Os cisnes vermelhos são silenciosos, graduais e quase invisíveis. Representam transformações incrementais, que ocorrem nas camadas mais sutis do cotidiano e, por isso, escapam aos nossos radares.

Ainda assim, têm o poder de mudar a história, como a eletricidade, a internet ou a inteligência artificial.

Essa imagem me remeteu à metáfora do “sapo fervido”: se colocado em água que aquece lentamente, o sapo não percebe o perigo até ser tarde demais.

Assim também somos nós, muitas vezes imersos em rotinas e indicadores que ignoram o que realmente está mudando: a forma como nos relacionamos, aprendemos, consumimos e confiamos.

Vivemos numa cultura orientada ao curto prazo, que valoriza rupturas bruscas e negligencia os sinais fracos.

Esse encontro me levou de volta à minha tese de doutorado, defendida em 2019, na qual sustento que a mudança não é uma exceção, mas a regra. Mudar é a condição natural da existência humana, e mudanças estruturais frequentemente se manifestam de forma imperceptível, em processos contínuos e graduais.

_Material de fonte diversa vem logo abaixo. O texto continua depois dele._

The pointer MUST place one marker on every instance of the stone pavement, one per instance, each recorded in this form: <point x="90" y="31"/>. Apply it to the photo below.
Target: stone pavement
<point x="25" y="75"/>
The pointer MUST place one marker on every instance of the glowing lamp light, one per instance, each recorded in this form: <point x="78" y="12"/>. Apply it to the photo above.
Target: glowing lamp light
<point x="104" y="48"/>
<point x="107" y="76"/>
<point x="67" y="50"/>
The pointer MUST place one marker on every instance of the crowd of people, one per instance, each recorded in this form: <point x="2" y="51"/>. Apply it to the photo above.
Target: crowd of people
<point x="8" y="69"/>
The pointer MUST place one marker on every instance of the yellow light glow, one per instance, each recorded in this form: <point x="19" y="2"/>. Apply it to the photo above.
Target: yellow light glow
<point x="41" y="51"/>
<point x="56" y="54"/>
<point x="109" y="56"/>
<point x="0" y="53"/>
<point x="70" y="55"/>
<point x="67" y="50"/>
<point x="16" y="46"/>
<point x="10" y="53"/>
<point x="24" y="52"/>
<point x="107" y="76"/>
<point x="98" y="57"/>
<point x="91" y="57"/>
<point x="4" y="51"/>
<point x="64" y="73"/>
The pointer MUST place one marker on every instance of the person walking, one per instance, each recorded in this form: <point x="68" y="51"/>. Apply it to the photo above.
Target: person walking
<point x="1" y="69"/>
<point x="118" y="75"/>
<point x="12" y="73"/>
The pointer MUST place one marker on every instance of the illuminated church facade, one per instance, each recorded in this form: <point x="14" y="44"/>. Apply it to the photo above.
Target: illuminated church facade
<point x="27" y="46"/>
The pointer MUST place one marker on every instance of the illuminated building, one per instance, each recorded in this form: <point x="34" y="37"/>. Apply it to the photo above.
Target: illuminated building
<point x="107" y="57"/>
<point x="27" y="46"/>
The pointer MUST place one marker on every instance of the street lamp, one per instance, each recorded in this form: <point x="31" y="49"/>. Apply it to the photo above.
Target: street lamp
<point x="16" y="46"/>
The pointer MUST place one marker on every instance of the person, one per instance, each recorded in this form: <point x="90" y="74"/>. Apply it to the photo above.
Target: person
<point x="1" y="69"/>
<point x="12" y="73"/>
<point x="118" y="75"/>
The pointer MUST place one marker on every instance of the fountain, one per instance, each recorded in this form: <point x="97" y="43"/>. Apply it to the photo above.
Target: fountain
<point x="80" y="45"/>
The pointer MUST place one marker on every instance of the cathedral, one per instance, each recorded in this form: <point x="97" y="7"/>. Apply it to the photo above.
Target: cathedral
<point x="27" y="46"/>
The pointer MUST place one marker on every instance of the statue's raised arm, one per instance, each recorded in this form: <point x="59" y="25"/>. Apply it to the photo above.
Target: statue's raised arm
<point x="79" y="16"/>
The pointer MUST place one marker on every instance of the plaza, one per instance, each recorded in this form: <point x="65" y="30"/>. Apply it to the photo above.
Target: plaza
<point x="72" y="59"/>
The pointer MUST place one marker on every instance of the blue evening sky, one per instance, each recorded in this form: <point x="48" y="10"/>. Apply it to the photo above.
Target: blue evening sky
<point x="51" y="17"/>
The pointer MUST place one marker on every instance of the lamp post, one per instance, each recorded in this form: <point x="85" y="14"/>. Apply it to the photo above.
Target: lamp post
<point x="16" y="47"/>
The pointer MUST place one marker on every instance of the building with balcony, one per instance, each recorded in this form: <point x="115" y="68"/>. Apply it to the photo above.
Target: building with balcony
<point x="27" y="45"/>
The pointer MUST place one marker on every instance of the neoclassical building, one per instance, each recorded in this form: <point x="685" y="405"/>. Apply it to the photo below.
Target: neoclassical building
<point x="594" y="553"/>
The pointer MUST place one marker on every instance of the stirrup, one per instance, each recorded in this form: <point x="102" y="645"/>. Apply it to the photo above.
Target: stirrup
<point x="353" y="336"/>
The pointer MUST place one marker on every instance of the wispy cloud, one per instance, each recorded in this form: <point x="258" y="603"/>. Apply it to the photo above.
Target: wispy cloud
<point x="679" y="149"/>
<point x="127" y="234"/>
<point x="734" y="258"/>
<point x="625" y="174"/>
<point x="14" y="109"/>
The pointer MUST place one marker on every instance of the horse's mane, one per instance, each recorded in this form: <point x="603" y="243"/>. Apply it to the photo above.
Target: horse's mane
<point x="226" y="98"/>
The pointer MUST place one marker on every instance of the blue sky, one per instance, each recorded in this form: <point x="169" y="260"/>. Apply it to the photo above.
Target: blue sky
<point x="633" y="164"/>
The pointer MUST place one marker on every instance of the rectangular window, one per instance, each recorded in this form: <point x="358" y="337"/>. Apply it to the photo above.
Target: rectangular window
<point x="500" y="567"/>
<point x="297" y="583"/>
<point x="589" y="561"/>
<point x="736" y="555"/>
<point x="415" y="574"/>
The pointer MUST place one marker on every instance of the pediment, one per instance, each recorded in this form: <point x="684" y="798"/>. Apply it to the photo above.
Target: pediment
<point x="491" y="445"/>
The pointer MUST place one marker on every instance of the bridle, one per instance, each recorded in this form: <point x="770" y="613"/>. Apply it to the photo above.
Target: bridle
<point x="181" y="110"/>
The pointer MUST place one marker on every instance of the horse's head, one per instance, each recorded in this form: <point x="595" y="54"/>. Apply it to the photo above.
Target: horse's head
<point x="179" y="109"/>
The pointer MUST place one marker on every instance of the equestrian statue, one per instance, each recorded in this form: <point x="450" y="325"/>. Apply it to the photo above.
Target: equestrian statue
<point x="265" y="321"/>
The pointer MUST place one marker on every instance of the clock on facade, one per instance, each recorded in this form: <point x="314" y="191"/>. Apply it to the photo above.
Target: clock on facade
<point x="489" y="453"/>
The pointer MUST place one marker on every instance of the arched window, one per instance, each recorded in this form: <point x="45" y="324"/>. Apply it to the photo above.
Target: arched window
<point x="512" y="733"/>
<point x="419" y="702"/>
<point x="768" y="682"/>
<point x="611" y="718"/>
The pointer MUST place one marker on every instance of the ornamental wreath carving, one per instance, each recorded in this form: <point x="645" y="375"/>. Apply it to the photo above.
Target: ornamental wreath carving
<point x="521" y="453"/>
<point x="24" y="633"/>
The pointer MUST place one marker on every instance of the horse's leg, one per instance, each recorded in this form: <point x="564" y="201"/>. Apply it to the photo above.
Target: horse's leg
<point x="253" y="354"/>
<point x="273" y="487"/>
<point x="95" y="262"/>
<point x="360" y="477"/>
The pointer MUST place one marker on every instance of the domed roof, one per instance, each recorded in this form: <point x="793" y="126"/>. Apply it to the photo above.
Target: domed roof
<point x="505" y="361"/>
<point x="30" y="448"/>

A inovação, portanto, não está apenas nas disrupções. Ela se manifesta também, e sobretudo, nas microtransformações contínuas que atravessam o tecido da vida social e organizacional. Ignorá-las é correr o risco de se tornar um sapo fervido em ambientes cada vez mais complexos e dinâmicos.

Silvio encerrou com uma provocação certeira: “O futuro vem do futuro, e o presente é uma máquina que transforma futuros possíveis em passado.” Em outras palavras, o presente é o campo em que as possibilidades do amanhã são testadas, rejeitadas ou consolidadas.

O desafio não é prever o que virá, mas expandir nossa sensibilidade para perceber o que já está em curso: usos não previstos de uma tecnologia, gestos que se tornam hábitos, hábitos que viram cultura, e cultura que redesenha mercados inteiros.

Talvez esse seja o maior chamado da inovação: deslocar nossa atenção da previsão para a percepção e participar conscientemente da construção do futuro. Que sejamos capazes de enxergar os cisnes vermelhos ainda no início de sua revoada.